Phishing Campaign Uses Outlook Migration MessageResearchers: Campaign Looks To Harvest Users' Office 365 Credentials
An ongoing phishing campaign designed to harvest Office 365 credentials is using a Microsoft Outlook migration message, according to researchers at Abnormal Security.
See Also: Top 50 Security Threats
The phishing emails, which are designed to look as if they come from the IT department of the victims' organizations, say the recipient must update to the latest version of Microsoft Outlook, according to the report.
When victims click a link within the phishing email, they are directed to a malicious domain that shows an older version of the Outlook sign-up page that's designed to steal credentials, such as usernames and passwords, the researchers note.
"If the login page is filled out, the attacker will now have access to any platform that uses the victim's Microsoft credentials," according to the report.
The Abnormal Security researchers note that phishing emails, written in English or German, have landed in about 80,000 inboxes so far.
"The attacker says that the recipient has 24 hours to complete the 'migration,'" the Abnormal Security report notes. "Attackers know that they are more likely to see success when creating a sense of urgency on the part of the recipient: Moving quickly means that recipients will let their guard down and are less likely to inspect emails for any red flags."
In addition to the Microsoft Outlook migration theme, the campaign uses the COVID-19 pandemic as a lure to get more recipients to click the malicious link, the report says.

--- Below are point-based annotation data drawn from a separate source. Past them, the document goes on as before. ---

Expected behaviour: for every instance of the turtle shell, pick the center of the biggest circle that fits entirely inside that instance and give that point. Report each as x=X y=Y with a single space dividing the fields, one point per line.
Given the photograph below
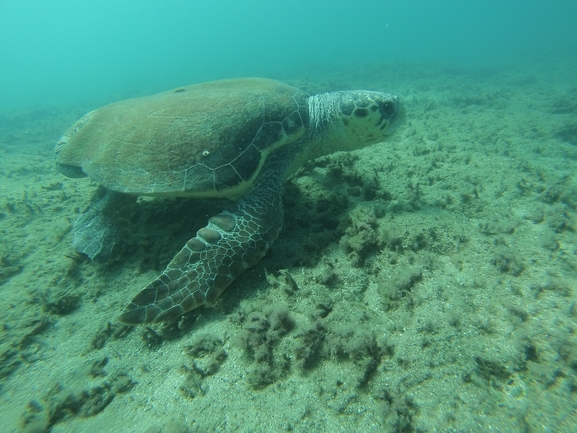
x=208 y=139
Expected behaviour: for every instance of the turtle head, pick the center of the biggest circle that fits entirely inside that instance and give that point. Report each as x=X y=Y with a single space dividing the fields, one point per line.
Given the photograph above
x=353 y=119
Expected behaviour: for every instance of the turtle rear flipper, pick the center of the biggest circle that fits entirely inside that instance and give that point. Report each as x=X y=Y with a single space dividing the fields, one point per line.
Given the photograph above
x=99 y=231
x=231 y=242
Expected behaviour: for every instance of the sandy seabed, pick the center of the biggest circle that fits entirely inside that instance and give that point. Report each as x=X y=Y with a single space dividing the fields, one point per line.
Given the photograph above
x=425 y=284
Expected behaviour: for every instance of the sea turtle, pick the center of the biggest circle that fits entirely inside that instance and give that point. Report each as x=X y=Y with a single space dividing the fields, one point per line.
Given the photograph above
x=237 y=139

"The attack leverages the COVID-19 pandemic by mentioning a new 'COVID-19 Employee Symptom Tracker' to incentivize concerned recipients to click on the link," the researchers note.
Other Office 365 Attacks
In November, Microsoft's Security Intelligence team warned Office 365 users about a phishing campaign that appeared to be harvesting victims' credentials (see: Microsoft Warns of Office 365 Phishing Attacks).
In September, Microsoft provided additional details about how a hacking group affiliated with Russian military intelligence was attempting to harvest Office 365 credentials associated with election campaigns in the U.S. and U.K (see: Russia-Backed Hackers Try to Harvest Office 365 Credentials).
In that same month, the U.S. Cybersecurity and Infrastructure Security Agency issued a report describing how a threat actor used a well-known VPN vulnerability and compromised Office 365 credentials to gain administrative privileges to a federal agency's network (see: Federal Agency Hacked Using Stolen Office 365 Credentials).
Phishing attacks targeting Office 365 have increased significantly since the start of the COVID-19 pandemic, according to Microsoft. In September, the company reported that, in the first half of 2020, its researchers saw an approximate 35% increase in total attack volume compared to the second half of 2019.